Zhou, who is from Chongqing, studied architecture and design at Southeast University (also known as Dongda) in Nanjing, before beginning his career at the Sichuan Provincial Architectural Design and Research Institute, where he worked for five years in the late 1980s and early 1990s.
In 1994, he took the decision to broaden his experience and went to study for a master's in architectural planning at Hiroshima University in Japan. After graduating in 1997, he first went to work for Kako Kikoko Sekkeisha, a major Japanese practice, and later joined the firm of Kisho Kurokawa, one of the great post-war Japanese architects.
Zhou studied under Kurokawa, one of the founders of the Metabolist Movement, which fused ideas about megastructures and natural biology, when he did his master's.
"There is heavy Chinese influence on Japanese architectural ideas and you see that in cities like Kyoto and Nara. I think the difference is that the Japanese have been more willing than the Chinese to embrace Western cultural influence. What they do is blend Western technology while keeping the Eastern culture," he says.
What brought Zhou back to China was when Kurokawa's firm then won the competition to design Zhengdong's central business district. He was the only one in the firm who could speak Chinese.
This eventually led to his leaving the firm and joining the Zhengzhou Planning Bureau in 2002 when he began working full time on Zhengdong. He became deputy director of the new district in 2007 and its chief planner in 2010.
For Kurokawa, whose projects had included Kuala Lumpur International Airport and the New Wing of the Van Gogh Museum in Amsterdam, the Zhengdong Central Business District was his last major project. He died at 73 in 2007.
"I think it was a very good wrap-up of his career. He was at the peak of his powers and while he was doing it he was also working on the masterplan of Kazakhstan's new capital," he says.
Zhengdong was not an isolated project but part of a new urbanization push by the central government at the beginning of the century, which also included new cities in Northeast China, which was facing a decline in its heavy industries, and also in the poorer western regions.
It eventually came under the umbrella of The Rise of Central China Plan, announced by then premier Wen Jiabao in 2004 and also covered Shanxi, Anhui, Hubei, Hunan and Jiangxi as well as Henan provinces.

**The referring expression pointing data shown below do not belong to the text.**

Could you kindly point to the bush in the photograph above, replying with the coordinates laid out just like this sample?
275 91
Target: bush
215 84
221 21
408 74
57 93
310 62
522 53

"Around that time the development of the coastal cities had become quite advanced so the creation of Zhengdong was one of several strategies," adds Zhou.
"Henan was only about 30 percent urbanized then and lagged behind the national level of urbanization of about 40 percent and so there was a need for more urban areas."
Zhengdong continues to develop. The key industries in the new district area are in services, particularly financial services.
One unique feature is that the district will have a financial area, the Longhu Financial Center, which is currently under construction and a separate Financial Backstage Service Park, where all the back office operations will be done. A number of major financial institutions have moved into Zhengdong, including HSBC, Bank of East Asia and Standard Chartered Bank.
"The aim is to be the modern services area part of the city, particularly financial services. We aim to be the financial services capital of the whole of central China with many financial institutions located here. This will be our major contribution to the government's Belt and Road Initiative," he says.